24 Oct Taking on government surveillance in the privacy/national security debate
Legitimate fears about international and national surveillance continue to grow, but government actions are being challenged by human rights monitoring groups. Photo: Vasin Lee
The IFEX network notes that the reality of the modern world is that governments have greater capabilities to carry out invasive surveillance of citizens, no matter where they reside.
Caught in the cross-fire of the expanding surveillance state is freedom of expression, which is underpinned by the right to privacy.
Based in Toronto, Canada, the International Freedom of Expression Exchange (IFEX), is a network of organizations connected by a shared commitment to defend and promote freedom of expression as a fundamental human right. WACC also advocates the right to communicate.

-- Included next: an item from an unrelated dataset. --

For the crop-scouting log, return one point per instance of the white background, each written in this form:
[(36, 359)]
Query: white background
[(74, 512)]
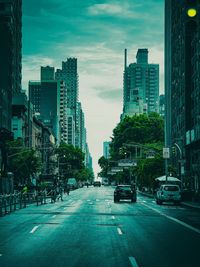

IFEX notes on its website that for a long time there have been legitimate fears of a pervasive surveillance state and those fears continue to be confirmed by the Edward Snowden leaks, which week after week provide a progressively more terrifying glimpse into international spying regimes. It is now clear that the U.S. and U.K. governments perceive broad-scale and real-time surveillance, once the reserve of repressive regimes, to be a legitimate tool of democratic states.
Next week in Bali, Indonesia, civil society, government officials, and experts from the security and technology sector gather for the Internet Governance Forum 2013 (IGF). This issue is expected to be front and centre as it was at the U.N. Human Rights Council meeting in Geneva in mid-September.
So what will be done? Will leaders in this field and members of our governments begin to address this pressing issue? Will rhetorical commitments be translated into decisive action? If not now – when this issue is still so fresh in our minds and offensive to the general public – then when?